Sunday, September 18, 2016

The Mind is a Dangerous Place

The other night I found myself sitting on my bed surrounded by bags and purses of various sizes and all the accoutrements that would cohabitate said bag.  I was on a mission to find the perfect “I have cancer and have no idea what I might need” bag.  Not too heavy, but not too small.  It would need to have adequate compartments for small items and pens.  It would need to hang at just the right place on my body.  This is how Paul found me.  He asked if I was okay and I just shook my head.  I hadn’t cried since making the chemo decision and I needed to.  I did, but only for a few minutes, and I then I turned my head to my mess of an end table and refocused my attention. 
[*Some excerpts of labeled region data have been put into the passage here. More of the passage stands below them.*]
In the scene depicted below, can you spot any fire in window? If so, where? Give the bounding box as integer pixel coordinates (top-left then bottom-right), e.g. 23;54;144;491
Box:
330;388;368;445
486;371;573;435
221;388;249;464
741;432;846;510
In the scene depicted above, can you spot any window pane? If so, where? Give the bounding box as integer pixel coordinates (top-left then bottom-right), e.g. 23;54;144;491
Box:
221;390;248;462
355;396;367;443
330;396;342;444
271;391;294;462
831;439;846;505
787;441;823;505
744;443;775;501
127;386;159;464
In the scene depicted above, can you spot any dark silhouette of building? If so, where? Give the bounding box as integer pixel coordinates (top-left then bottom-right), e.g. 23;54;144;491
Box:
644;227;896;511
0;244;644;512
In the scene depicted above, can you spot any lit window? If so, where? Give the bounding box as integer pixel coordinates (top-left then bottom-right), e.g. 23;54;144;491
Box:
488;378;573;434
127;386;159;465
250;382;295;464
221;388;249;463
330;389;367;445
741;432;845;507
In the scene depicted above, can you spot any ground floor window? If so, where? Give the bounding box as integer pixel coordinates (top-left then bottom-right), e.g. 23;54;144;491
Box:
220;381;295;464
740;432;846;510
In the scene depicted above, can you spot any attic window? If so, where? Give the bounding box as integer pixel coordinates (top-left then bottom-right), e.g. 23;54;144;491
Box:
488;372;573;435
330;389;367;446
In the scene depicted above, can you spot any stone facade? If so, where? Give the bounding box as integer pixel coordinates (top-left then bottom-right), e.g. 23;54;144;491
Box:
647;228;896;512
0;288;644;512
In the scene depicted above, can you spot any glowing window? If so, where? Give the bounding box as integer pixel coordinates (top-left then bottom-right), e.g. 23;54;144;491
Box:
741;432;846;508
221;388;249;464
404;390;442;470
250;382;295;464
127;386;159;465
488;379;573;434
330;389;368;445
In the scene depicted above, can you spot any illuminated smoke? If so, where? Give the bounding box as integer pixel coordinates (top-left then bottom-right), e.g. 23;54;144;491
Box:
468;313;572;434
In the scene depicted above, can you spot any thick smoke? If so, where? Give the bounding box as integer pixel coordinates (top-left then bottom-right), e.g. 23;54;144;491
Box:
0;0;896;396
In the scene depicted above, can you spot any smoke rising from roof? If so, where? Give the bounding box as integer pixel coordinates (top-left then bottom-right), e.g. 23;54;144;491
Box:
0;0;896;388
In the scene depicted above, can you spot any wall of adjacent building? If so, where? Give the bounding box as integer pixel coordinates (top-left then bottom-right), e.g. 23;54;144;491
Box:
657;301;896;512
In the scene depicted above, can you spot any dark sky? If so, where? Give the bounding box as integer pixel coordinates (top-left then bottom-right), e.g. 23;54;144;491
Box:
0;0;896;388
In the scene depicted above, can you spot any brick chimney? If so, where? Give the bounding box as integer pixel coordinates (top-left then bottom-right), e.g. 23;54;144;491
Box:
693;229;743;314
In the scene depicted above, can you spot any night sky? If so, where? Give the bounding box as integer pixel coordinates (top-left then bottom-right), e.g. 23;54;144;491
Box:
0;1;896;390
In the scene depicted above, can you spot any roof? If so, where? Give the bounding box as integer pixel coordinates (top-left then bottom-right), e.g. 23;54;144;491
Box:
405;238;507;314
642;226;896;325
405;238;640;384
The next day I went to my first Reiki session.  Throughout of the whole thing I kept wandering what I was doing there.  My brain was on overdrive and it was hard to relax.  For those who don’t know, Reiki is a type of energy healing that involves chakras and while I’m spiritual in my way, this was very new to me.  There were definitely places on my body where I felt different while she was working on them.  At one point, memories of my grandmother came flooding through me.  Having done it I am pretty sure it’s not going to be a regular thing for me but afterward I did have an epiphany about where I am emotionally and it’s not good. 

I have been so caught up in being strong for my family and my friends and my co-workers that I have not dealt with any of this.  I just keep pushing it farther down and telling myself that the only way to conquer cancer is through positive thinking.  I do still believe that, courage is better than fear.  But you can only be logical for so long before the pain erupts and I haven’t done that yet. 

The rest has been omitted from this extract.